The Vietnam war also changed Forrest, he was just too much of a s simpleton to notice it. Instead of allowing the war to ruin him emotionally, he used what he learned in order to develop the shrimp business he had hoped to start up with his friend Bubba. It is during this point in the movie that we realize that the physically disabled rights that are in place today and enjoyed by many of the disabled is actually the result of decades long struggles on the part of the disabled.
This is something that becomes glaringly clear as we watch how the now disabled platoon leader of Forrest during the war, Lt. Dan Taylor (Gary Sinise in the movie) struggles after he is discharged as a soldier because the war left him as a lower legs amputee. The movie shows us the downward spiral that most formerly able bodied people undergo once they undergo such horrific experiences such as war and amputation.

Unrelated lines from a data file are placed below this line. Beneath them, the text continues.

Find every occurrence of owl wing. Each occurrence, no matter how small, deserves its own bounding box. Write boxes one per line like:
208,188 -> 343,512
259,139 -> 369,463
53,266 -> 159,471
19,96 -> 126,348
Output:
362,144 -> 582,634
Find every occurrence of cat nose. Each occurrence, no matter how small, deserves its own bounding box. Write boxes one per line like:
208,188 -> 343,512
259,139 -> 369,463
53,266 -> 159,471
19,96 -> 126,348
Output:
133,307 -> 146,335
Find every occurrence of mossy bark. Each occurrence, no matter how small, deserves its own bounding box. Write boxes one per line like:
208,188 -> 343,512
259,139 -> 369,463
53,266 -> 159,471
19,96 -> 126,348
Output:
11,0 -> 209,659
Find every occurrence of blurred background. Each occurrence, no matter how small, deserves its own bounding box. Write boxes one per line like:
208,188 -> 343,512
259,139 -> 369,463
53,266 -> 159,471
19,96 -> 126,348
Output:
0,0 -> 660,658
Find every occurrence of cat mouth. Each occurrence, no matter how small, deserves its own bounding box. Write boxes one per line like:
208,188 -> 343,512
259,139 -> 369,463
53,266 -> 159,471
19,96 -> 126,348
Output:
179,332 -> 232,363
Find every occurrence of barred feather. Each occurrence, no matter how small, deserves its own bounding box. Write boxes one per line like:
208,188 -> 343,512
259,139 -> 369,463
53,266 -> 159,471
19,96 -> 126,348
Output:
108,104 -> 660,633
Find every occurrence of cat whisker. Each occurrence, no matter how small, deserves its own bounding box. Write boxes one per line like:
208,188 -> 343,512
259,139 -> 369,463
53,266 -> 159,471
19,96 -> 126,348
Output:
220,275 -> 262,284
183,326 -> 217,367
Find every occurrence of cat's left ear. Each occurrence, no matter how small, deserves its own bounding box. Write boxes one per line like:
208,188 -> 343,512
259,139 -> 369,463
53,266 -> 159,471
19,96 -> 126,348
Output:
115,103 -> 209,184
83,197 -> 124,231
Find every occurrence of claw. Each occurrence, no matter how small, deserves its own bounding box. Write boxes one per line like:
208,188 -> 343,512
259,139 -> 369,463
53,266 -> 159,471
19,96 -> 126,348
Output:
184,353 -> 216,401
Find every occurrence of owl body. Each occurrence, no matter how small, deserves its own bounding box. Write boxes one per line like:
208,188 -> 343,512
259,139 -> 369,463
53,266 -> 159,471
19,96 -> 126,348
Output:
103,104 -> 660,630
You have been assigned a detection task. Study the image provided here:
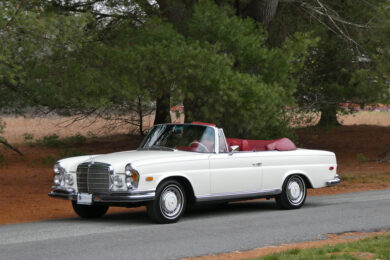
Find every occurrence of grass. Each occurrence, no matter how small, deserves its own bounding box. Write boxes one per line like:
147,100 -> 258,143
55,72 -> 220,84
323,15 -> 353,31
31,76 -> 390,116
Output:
256,235 -> 390,260
341,172 -> 390,183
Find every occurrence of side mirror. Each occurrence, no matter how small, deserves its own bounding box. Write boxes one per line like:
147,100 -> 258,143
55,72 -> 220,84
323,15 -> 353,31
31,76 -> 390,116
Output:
230,145 -> 240,154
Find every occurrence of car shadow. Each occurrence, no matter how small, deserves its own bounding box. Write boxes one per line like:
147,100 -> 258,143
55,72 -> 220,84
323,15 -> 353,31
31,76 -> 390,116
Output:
54,200 -> 319,225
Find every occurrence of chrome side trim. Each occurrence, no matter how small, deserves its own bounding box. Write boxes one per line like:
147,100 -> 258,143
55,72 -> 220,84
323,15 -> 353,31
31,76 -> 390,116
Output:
326,175 -> 341,187
196,189 -> 282,202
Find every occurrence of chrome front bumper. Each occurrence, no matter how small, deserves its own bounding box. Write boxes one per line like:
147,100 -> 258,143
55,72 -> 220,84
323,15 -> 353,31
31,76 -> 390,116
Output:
49,186 -> 156,203
326,175 -> 341,187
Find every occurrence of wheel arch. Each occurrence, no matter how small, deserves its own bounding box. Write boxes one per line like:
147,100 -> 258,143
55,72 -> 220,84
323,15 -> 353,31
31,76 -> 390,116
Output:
157,175 -> 195,204
283,170 -> 313,189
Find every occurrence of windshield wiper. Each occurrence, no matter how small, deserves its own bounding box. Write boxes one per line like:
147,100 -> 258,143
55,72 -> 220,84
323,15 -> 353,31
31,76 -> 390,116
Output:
137,145 -> 176,151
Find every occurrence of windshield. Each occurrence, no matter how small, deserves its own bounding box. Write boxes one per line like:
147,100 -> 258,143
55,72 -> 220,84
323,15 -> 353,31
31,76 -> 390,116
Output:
139,124 -> 215,153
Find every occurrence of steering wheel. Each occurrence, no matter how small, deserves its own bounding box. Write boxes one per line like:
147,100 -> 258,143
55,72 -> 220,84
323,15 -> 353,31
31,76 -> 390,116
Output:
190,141 -> 210,153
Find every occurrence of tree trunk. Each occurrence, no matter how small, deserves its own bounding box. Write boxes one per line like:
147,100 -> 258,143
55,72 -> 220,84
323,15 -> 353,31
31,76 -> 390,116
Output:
318,105 -> 340,126
239,0 -> 279,30
154,93 -> 171,125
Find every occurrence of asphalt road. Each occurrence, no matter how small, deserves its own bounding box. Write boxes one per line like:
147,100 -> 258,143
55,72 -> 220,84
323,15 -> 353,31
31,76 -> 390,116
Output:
0,190 -> 390,260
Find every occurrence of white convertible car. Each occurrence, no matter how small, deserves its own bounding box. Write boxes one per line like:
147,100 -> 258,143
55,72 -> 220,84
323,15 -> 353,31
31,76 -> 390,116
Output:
49,122 -> 340,223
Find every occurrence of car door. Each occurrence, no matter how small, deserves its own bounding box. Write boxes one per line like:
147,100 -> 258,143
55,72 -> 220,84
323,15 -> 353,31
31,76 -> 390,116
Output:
209,129 -> 262,194
209,152 -> 262,194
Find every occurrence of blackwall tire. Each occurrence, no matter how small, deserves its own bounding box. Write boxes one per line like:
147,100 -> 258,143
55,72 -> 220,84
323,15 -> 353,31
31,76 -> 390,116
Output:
275,175 -> 307,209
147,180 -> 187,224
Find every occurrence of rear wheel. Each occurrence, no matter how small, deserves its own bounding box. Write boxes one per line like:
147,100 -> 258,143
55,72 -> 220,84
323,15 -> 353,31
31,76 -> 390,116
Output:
275,175 -> 306,209
147,180 -> 186,224
72,201 -> 108,218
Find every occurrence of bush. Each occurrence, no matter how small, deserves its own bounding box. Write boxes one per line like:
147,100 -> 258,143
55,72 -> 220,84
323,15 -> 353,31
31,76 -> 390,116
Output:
36,134 -> 64,147
62,133 -> 87,145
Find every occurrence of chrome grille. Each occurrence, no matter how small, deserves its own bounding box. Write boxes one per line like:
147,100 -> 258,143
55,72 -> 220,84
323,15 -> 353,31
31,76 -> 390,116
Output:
77,162 -> 110,194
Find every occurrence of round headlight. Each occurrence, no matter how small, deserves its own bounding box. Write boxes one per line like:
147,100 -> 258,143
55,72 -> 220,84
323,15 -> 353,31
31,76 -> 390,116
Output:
126,177 -> 133,189
54,175 -> 61,185
53,163 -> 61,174
114,175 -> 123,188
125,163 -> 133,176
65,174 -> 73,186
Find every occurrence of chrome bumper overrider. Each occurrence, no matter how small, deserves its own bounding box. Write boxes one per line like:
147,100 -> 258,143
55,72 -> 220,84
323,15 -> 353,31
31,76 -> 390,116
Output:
49,186 -> 156,203
326,175 -> 341,186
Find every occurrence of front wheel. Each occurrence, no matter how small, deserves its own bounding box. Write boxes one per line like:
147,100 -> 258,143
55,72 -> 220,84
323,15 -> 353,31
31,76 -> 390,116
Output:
72,201 -> 108,218
147,180 -> 186,224
275,175 -> 306,209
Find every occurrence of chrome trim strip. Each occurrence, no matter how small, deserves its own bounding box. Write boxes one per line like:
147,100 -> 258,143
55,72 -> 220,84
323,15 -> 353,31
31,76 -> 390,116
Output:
326,176 -> 341,187
196,189 -> 282,202
48,189 -> 156,203
51,186 -> 74,193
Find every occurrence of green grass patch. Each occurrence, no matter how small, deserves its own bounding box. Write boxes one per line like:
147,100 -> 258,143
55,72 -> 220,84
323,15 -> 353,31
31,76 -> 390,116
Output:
341,173 -> 390,183
254,235 -> 390,260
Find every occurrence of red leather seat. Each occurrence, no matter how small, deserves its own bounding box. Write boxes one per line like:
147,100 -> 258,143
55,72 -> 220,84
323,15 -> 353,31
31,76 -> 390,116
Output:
226,137 -> 297,151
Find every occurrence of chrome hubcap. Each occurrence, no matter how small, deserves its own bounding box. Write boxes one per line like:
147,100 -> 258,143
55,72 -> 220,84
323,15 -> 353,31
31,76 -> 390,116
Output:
287,176 -> 306,205
160,185 -> 183,219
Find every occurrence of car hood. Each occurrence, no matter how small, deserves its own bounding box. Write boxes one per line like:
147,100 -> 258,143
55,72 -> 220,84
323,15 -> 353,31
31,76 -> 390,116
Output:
62,150 -> 209,173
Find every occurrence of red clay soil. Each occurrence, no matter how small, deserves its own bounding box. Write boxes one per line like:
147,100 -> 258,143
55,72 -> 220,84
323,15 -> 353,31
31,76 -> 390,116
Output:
0,126 -> 390,224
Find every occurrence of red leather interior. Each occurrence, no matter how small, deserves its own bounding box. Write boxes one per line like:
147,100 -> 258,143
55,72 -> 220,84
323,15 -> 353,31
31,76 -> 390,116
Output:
226,137 -> 297,151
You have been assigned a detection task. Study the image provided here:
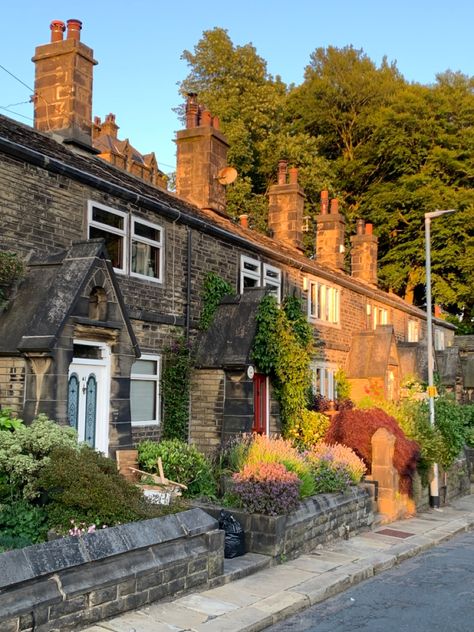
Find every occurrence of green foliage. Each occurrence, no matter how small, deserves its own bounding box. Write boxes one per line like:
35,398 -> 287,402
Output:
199,272 -> 235,330
0,499 -> 47,551
138,439 -> 217,498
252,295 -> 314,436
161,336 -> 191,440
0,408 -> 23,431
35,445 -> 161,533
0,415 -> 78,499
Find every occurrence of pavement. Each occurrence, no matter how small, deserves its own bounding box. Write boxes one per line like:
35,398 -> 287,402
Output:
86,495 -> 474,632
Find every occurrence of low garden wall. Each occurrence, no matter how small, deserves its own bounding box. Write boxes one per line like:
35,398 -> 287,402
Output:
0,508 -> 224,632
196,485 -> 374,559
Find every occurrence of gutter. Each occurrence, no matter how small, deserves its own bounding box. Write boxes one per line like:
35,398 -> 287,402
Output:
0,136 -> 456,329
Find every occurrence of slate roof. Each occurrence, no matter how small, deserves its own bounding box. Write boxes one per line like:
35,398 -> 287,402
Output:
195,288 -> 266,369
0,115 -> 454,329
0,239 -> 138,355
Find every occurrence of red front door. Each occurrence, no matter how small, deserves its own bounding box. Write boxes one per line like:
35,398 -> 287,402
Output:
252,373 -> 267,434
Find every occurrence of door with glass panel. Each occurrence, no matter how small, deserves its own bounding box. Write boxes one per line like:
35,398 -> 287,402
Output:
67,344 -> 109,454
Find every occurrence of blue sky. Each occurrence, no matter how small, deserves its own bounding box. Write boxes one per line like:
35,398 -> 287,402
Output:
0,0 -> 474,172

During these dark hours, it pays to have a friend who sees nothing but the positive side to any situation like Forrest does.
The movie dives deeply into the culture of the times as well. If viewed in a historical perspective, the movie actually shows the rebirth of the nation, from the innocence and simple life after World War II into the turbulent and at often times violent times of the 60’s and onward. We see a society slowly pulling away from the ways of the old in order to develop its own personality and way of life that best reflects the situations that people of that era had to deal with such as the Vietnam War, the assassination of the Kennedy brothers, Watergate, and some other scenes.
In the end, Forrest Gump is a movie all about learning to understand what makes everybody different from each other and how to handle the situation in such a way that nobody is offended and everybody just gets along eventually. Forrest if the kind of person who never sees a bad apple in the bunch even if he has already had a bite of the rotten apple. All he does is look for the good side of the situation.
It is this way of handling things that proves the diversity of Forrest Gump as a person and as a movie. Just because somebody is different from you does not make them a bad person. Differences should never equate to distrust. Instead, differences should drive us to trust one another because diversified view points often produces the best results in any situation. Putting myself in Forrest’s situation, I think I would also end up being as trusting as he was because, I simply have no other choice. It is easier to trust a person than it is to find fault and reasons to distrust. As human beings our first instinct is to trust people, until we get to know who they really are and if they will end up hurting you.
Work Cited
Finerman, Wendy, Newirth, Charles, & Tisch, Steve (Producer). Robert Zemeckis (Director). 1994. Forrest Gump (Motion Picture). USA: Paramount Pictures.